Sì, vi sono studi dell'American Society Clinical Oncology, che risalgono a circa due anni or sono, che dimostrano come un incremento di durata del trattamento può favorire la mancanza di recidive a lunga distanza dallo stesso. 

È l’unica alternativa valida?

No, esistono anche altre molecole che possono sia inibire il recettore, sia disturbare la morfologia di quest’ultimo. Quindi gode di un doppio meccanismo d'azione che, tra l'altro, è stato sfruttato recentemente negli studi Paloma 123. Esistono molecole che possono essere associate ad un inibitore di natura differente e che inibiscono direttamente il ciclo cellulare e quindi il raddoppiamento del DNA.

Per fortuna la terapia ormonale del carcinoma mammario, ma, in parte, anche per il carcinoma della prostata, viene somministrata oralmente, con alcune eccezioni.

Si tratta di prendere una sola compressa la sera dopo cena, senza interruzione, quindi la somministrazione è sicuramente comodissima e gli effetti terapeutici sono di estremo interesse sia in fase adiuvante, quindi dopo l'intervento chirurgico, che alla ripresa della malattia. In pazienti in cui la presenza del recettore per gli estrogeni, soprattutto in quelli dove sono presenti recettori per il progesterone, le possibilità di risposta terapeutica sono notevoli.

Esiste un modo per accrescerne le portata?

Queste possibilità di risposta terapeutica vengono poi accresciute dalla presenza di un altro recettore, l’Erb B2, che viene molto sfruttato dall'impiego di un anticorpo monoclonale apposito e che determina la possibilità di una doppia somministrazione.

L’azione congiunta del farmaco ormonale, dell’anticorpo monoclonale e di questo trattamento, è molto efficace sia in fase adiuvante (trattamenti di 1 o 2 anni), sia e soprattutto in fase di malattia avanzata, quando si tratta di pazienti aventi contemporaneamente la presenza di recettori ormonali e del recettore per l'anticorpo monoclonale anti Erb B2.

Quali obiettivi si prefigge l’ormonoterapia?

L'obiettivo della ormonoterapia, ovviamente, sarebbe quello di garantire la guarigione ed è molto probabile che una buona parte delle nostre pazienti affette da carcinoma mammario, in fase iniziale di malattia e con elevata presenza di recettori, possa sortire questo effetto.
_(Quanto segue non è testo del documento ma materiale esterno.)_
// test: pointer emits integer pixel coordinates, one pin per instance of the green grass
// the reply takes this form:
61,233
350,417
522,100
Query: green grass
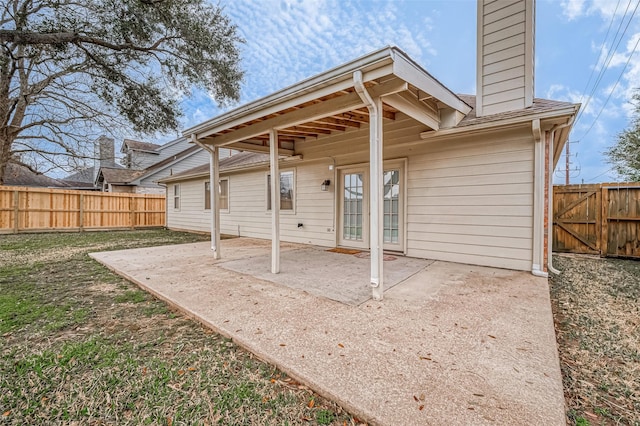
81,345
La percentuale non è bassissima.

Le altre possibilità riguardano invece le risposte alla sopravvivenza, libera dalla malattia o dalla sua progressione, quando la malattia viene trattata già in fase avanzata. Anche qui le risposte sono statisticamente di notevole rilievo e sono dei veri e propri trattamenti citostatici che vengono effettuati soltanto quando questi trattamenti di prima linea, in pazienti idonee, siano stati superati dall'evoluzione della malattia.

La terapia prevede effetti collaterali particolarmente fastidiosi?

Gli effetti collaterali non sono poi così importanti. Gli inibitori dell'aromatasi danno disturbi abbastanza banali come dolenzie articolari, per esempio, e possono dare un po' di nausea ma se l'assunzione si limita al dopo cena gli effetti sono assolutamente limitati.

Da molti anni ormai non si incappa più in questi effetti indesiderati, disturbi vascolari tipo trombosi venose, perché c'è la possibilità, in premenopausa, di attingere ai trattamenti inibitori dell'aromatasi. Con l'aggiunta di agonisti LHRH dunque, si genera una menopausa cosiddetta chimica che, se assistiti dagli inibitori dell'aromatasi, garantisce un notevole effetto di protezione.